As I finish my lunch and prepare to head out from work to spend Christmas Eve with my kids, I will take time tonight, and tomorrow, to remember the families who cannot do the same.
I will be ever mindful, and teach my kids the same mindfulness, that it is because of them and their sacrifices, sometimes their total sacrifice, that allows us to have what we have.
A fragile relative peace in our lifetime and as much protection as we could hope to have.
Thank you to the real heroes (originally written and published in the Record Journal Sunday December 19, 2010).
A week before Thanksgiving, my neighbor David Gessert called one afternoon and asked me if I was going to be around on Wednesday. He mentioned that he and the neighbors were going to be having a little get together for U.S. Army Sgt. Jeff Sirois who was to be returning to Wallingford after nearly a year in Afghanistan. They were planning to line up along the final leg his travel route and wave the American flag and hold up some signs to welcome him home.
I thanked him for thinking of me and I apologized for being unable to attend.

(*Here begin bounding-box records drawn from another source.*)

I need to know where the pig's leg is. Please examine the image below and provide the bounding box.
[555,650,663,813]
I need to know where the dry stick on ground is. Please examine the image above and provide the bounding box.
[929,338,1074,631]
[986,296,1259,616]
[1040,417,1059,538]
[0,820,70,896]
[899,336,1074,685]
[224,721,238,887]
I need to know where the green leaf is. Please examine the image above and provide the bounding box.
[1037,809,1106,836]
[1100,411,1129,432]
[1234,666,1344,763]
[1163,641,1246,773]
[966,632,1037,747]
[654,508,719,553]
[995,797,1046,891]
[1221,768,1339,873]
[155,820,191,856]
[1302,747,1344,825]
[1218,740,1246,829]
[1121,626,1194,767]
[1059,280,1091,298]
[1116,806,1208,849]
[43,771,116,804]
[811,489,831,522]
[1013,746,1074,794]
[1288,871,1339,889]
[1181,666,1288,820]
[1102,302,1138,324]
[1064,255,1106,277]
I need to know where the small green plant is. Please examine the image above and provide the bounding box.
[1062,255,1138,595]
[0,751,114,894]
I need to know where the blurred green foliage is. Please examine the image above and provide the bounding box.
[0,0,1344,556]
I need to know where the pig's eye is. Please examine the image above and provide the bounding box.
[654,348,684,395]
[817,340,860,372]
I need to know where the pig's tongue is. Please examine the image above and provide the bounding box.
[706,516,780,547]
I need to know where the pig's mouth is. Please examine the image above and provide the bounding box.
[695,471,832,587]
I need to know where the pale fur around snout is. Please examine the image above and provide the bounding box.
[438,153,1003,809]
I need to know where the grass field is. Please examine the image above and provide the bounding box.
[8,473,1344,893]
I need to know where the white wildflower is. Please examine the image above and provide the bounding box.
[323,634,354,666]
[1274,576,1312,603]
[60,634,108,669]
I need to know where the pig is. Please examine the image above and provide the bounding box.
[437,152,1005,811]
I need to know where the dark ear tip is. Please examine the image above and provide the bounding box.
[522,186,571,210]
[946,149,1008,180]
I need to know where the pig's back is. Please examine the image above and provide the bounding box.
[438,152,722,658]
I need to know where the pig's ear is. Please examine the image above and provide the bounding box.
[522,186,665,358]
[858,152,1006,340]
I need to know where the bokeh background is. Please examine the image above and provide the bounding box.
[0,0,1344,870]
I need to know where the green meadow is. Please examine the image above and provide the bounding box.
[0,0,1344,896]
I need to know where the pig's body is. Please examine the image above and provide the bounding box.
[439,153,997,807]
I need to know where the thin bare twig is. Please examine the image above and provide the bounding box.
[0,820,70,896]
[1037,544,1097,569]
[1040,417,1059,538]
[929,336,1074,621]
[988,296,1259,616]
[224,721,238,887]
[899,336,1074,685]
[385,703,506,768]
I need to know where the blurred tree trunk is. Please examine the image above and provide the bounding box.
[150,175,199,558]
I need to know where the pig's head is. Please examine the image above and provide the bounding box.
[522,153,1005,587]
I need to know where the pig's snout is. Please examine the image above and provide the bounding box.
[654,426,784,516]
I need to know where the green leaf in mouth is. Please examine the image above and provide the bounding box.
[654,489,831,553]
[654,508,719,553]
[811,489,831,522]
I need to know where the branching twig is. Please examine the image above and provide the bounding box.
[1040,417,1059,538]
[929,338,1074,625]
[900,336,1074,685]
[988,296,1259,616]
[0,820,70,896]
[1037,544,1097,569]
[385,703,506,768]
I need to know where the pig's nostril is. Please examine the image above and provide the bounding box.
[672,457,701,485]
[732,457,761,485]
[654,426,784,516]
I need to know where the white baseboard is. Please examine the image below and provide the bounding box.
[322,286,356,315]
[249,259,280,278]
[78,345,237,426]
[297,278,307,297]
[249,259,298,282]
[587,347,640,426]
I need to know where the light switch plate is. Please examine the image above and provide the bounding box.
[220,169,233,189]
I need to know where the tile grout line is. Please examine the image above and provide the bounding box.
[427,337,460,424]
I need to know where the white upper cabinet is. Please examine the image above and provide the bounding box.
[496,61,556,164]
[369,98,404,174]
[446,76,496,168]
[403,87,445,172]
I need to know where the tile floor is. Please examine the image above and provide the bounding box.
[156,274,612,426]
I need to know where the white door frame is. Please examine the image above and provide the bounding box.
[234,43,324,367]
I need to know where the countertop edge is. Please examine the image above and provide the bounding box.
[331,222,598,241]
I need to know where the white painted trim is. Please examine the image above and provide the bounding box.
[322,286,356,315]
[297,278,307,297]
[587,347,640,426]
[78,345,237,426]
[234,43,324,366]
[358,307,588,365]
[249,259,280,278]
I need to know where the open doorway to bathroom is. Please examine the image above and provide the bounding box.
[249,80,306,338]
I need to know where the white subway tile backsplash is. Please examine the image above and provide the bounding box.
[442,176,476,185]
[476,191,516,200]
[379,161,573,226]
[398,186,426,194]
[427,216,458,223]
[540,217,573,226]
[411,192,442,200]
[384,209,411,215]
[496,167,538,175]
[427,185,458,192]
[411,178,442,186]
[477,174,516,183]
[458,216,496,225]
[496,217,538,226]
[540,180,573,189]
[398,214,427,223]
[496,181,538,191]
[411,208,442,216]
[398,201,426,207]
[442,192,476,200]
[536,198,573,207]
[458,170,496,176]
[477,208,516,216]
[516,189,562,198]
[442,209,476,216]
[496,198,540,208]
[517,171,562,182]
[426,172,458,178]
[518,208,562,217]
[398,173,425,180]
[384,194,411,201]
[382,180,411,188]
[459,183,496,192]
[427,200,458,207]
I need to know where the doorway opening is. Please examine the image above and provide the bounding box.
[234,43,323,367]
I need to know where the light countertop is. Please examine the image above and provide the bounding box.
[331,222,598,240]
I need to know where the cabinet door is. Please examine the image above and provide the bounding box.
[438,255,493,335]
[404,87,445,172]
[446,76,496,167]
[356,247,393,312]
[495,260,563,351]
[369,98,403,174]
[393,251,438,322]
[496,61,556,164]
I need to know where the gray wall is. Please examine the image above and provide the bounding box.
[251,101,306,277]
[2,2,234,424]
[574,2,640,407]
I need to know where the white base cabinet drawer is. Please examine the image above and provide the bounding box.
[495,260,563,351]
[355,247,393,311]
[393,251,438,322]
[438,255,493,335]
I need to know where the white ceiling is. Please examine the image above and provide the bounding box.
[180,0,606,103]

I had recently started a new job which requires me to go into New York City on a daily basis, a change from my previous job which offered me some flexibility for working from home some of the time.
When I think about how much attention in general America pays to which celebrity is cheating on whom and how long Bristol Palin was going to last on “Dancing With the Stars” it made me even more upset that I couldn’t make it that day.
As I was thinking of a topic to put together for this final article of mine before Christmas my thoughts went back to this event, a simple little gesture by family, friends and neighbors to welcome home this member of our armed forces from his recent deployment overseas.
We as a nation simply don’t celebrate our true heroes nearly enough.
We parade the winning World Series team down the main boulevard of whichever city they hail from for ticker-tape parades (and more times than I’d like to admit, this is the Canyon of Heroes, the lower section Broadway in the Financial District of New York City).
I read a lot of news stories: nearly everything in the Record Journal and a volume more from newspapers across the country online. Over the course of the year I’ve read stories about someone who saved animals from a burning animal rescue or another who heard an elderly woman’s cries for help and called 911.
Many of these stories called these people “heroes”. I absolutely agree that the actions that these people have taken are positively heroic but that is the maximum extent of credit I am willing to give them. You show me a police officer, a firefighter, an EMT, a member of our armed forces that puts their uniform on, pats their children on the head, kisses their spouse good-bye, and who puts themselves in harm’s way in an effort to make us safe and to preserve our way of life here in America for all, and I will show you a real hero.
A message is making its way across Facebook – “This Christmas, when you’re eating your dinner, smiling and laughing, remember that in another house somewhere, there’s an empty chair where a Hero should be sitting. They gave up their life or are presently serving overseas so that you can sit with your family. So light a candle for the Heroes that did not make it home and for those who are still serving.”
To my neighbors, the Siroises, whose house I have walked by dozens of times in nicer weather when I go for my walks downtown, thank you.
Jeff – thank you for serving our country and for protecting it.
Jen – thank you for all the support that you offer to Jeff and to your family while he is away.
To the Sirois’ children – thank you for your sacrifice of time with your father.
When you take the time to stop and consider this on a finite and personal level, it gives so much more meaning to “land of the free and home of the brave.”
To all the heroes – thank you. May you have the best of holidays and may you return home safely.